Algorithmic Stability of Stochastic Gradient Descent with Momentum under Heavy-Tailed Noise
Thanh Dang, Melih Barsbey, A K M Rokonuzzaman Sonet, Mert Gurbuzbalaban, Umut Simsekli, Lingjiong Zhu
TL;DR
The paper addresses how heavy-tailed gradient noise interacts with momentum in stochastic optimization, focusing on SGD with momentum (SGDm). It models SGDm as an $\alpha$-stable Lévy-driven SDE and proves a $\mathcal{W}_1$ algorithmic stability bound, from which a generalization bound for Lipschitz surrogates follows; it also provides explicit results for quadratic losses showing momentum can worsen generalization. A novel uniform-in-time discretization bound connects the continuous SDE behavior to discrete-time SGDm, and the authors substantiate their theory with synthetic quadratic experiments and neural-network tests on MNIST and CIFAR-10. The findings indicate momentum may degrade generalization under heavy-tailed noise, guiding practical choices of momentum and step-size and suggesting directions for future work on the trade-offs between training speed and generalization in heavy-tailed regimes.
Abstract
Understanding the generalization properties of optimization algorithms under heavy-tailed noise has gained growing attention. However, the existing theoretical results mainly focus on stochastic gradient descent (SGD) and the analysis of heavy-tailed optimizers beyond SGD is still missing.

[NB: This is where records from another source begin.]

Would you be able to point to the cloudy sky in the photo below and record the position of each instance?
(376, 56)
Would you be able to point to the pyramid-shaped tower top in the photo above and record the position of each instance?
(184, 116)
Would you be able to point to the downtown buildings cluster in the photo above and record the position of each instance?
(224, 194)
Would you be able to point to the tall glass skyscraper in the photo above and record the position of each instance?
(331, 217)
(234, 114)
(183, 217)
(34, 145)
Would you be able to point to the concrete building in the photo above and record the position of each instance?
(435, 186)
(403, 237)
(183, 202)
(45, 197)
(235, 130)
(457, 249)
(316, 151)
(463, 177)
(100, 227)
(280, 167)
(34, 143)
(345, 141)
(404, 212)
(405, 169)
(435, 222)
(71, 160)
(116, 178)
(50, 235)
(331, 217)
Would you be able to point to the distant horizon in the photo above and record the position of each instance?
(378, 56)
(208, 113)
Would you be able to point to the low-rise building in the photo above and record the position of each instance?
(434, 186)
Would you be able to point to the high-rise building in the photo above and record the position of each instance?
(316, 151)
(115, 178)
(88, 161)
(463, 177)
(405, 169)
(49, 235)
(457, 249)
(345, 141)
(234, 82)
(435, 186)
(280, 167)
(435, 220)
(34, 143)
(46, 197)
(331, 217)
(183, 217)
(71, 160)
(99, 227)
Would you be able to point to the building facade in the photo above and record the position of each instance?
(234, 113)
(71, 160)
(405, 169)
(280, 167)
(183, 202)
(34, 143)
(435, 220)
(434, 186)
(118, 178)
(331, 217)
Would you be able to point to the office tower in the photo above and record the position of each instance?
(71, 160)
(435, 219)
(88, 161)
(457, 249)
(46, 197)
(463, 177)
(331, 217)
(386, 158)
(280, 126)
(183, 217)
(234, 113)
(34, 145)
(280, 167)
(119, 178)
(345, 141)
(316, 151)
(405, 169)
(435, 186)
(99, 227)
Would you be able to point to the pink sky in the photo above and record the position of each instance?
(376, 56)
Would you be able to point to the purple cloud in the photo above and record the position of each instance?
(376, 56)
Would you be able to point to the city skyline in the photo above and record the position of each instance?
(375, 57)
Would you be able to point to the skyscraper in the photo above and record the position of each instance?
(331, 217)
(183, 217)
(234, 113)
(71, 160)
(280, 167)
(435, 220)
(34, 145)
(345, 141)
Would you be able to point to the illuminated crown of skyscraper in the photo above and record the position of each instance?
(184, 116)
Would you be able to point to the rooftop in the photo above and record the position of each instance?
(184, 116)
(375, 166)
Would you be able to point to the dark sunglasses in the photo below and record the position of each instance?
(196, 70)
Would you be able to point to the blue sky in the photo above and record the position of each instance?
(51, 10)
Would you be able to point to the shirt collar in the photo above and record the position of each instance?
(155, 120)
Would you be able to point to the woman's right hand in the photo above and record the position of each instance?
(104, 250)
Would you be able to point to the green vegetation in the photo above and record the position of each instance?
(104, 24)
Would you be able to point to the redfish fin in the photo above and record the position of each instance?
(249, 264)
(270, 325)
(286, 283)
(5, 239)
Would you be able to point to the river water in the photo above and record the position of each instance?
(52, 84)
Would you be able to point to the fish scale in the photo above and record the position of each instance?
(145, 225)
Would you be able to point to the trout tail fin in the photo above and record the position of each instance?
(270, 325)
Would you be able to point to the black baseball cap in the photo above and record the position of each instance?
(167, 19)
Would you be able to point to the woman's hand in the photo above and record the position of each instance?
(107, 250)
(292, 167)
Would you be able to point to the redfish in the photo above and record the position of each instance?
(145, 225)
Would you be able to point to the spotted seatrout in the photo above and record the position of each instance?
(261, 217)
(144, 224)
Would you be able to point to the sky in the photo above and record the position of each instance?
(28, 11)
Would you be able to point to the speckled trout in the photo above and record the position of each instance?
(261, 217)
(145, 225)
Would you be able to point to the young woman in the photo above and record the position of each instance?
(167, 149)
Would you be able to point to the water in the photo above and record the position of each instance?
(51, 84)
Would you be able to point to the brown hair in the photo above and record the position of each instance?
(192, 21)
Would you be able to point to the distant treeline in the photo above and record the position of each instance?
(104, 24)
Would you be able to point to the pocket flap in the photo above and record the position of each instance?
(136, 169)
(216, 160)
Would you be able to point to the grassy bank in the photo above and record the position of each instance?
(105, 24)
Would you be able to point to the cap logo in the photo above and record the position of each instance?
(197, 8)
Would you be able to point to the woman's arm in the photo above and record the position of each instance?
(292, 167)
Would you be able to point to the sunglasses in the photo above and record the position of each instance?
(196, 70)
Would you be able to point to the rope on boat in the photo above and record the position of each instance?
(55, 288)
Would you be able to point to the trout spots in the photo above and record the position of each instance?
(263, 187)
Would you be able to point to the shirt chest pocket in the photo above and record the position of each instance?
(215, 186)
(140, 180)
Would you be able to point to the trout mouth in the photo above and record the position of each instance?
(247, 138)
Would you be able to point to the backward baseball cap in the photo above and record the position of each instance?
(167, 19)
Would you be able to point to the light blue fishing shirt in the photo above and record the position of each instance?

In this work, we establish generalization bounds for SGD with momentum (SGDm) under heavy-tailed gradient noise. We first consider the continuous-time limit of SGDm, i.e., a Levy-driven stochastic differential equation (SDE), and establish quantitative Wasserstein algorithmic stability bounds for a class of potentially non-convex loss functions. Our bounds reveal a remarkable observation: For quadratic loss functions, we show that SGDm admits a worse generalization bound in the presence of heavy-tailed noise, indicating that the interaction of momentum and heavy tails can be harmful for generalization. We then extend our analysis to discrete-time and develop a uniform-in-time discretization error bound, which, to our knowledge, is the first result of its kind for SDEs with degenerate noise. This result shows that, with appropriately chosen step-sizes, the discrete dynamics retain the generalization properties of the limiting SDE. We illustrate our theory on both synthetic quadratic problems and neural networks.